Our survey shows that at the company level confidentiality is also a major concern. ChatGPT users need to bear in mind that whatever they plug into ChatGPT is stored by OpenAI forever and used to improve its own algorithms. This fact alone would breach many companies internal protocols on data protection of sensitive information and customer data.

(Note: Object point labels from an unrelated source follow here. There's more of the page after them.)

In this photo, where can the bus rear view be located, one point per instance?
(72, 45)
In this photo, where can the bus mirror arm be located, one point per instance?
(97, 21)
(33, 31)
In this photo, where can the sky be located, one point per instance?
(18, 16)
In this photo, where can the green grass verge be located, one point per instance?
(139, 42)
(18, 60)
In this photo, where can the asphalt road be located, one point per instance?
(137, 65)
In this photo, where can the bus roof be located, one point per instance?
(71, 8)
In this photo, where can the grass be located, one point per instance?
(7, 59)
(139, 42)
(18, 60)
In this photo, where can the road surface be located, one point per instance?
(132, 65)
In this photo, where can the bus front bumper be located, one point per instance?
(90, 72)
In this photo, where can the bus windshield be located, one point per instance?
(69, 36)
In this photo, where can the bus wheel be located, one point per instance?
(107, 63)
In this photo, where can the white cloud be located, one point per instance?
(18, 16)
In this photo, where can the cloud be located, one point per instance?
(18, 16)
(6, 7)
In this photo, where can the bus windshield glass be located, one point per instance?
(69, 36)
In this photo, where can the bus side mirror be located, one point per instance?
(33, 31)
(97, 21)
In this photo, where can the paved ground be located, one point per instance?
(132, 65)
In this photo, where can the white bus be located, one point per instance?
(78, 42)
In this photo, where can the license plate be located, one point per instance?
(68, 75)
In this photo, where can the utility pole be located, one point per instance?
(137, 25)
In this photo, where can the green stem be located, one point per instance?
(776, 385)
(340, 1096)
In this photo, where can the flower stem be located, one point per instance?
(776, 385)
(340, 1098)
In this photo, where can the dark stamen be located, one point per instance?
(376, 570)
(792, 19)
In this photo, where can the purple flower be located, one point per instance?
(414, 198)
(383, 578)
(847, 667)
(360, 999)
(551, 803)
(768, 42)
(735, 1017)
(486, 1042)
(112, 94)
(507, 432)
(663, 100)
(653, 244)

The other drawback is that for highly technical and nuanced writing ChatGPT performed poorly in our test cases. Financial research, legalese, and medical research all scored badly, as did very specific edits on things like promoting a new brand or new property, where detailed knowledge is essential.
For example, when we asked ChatGPT to write a 500 word press release for our client’s April 2023 hotel opening in Ho Chi Minh, Vietnam, it said the hotel was in the heart of the city, had 355 rooms and invented a quote from a member of staff who left the company in 2021. The reality is that the hotel has 160 rooms, is close to the airport, and the new GM was hired in January 2023.
Drawbacks aside, we believe that the winners in this race will be the LSPs that integrate ChatGPT into their customer work-flows, train specific domain language models, and fuse the technology with professional tech-savvy linguists, providing customers with real-time optionality based on their needs.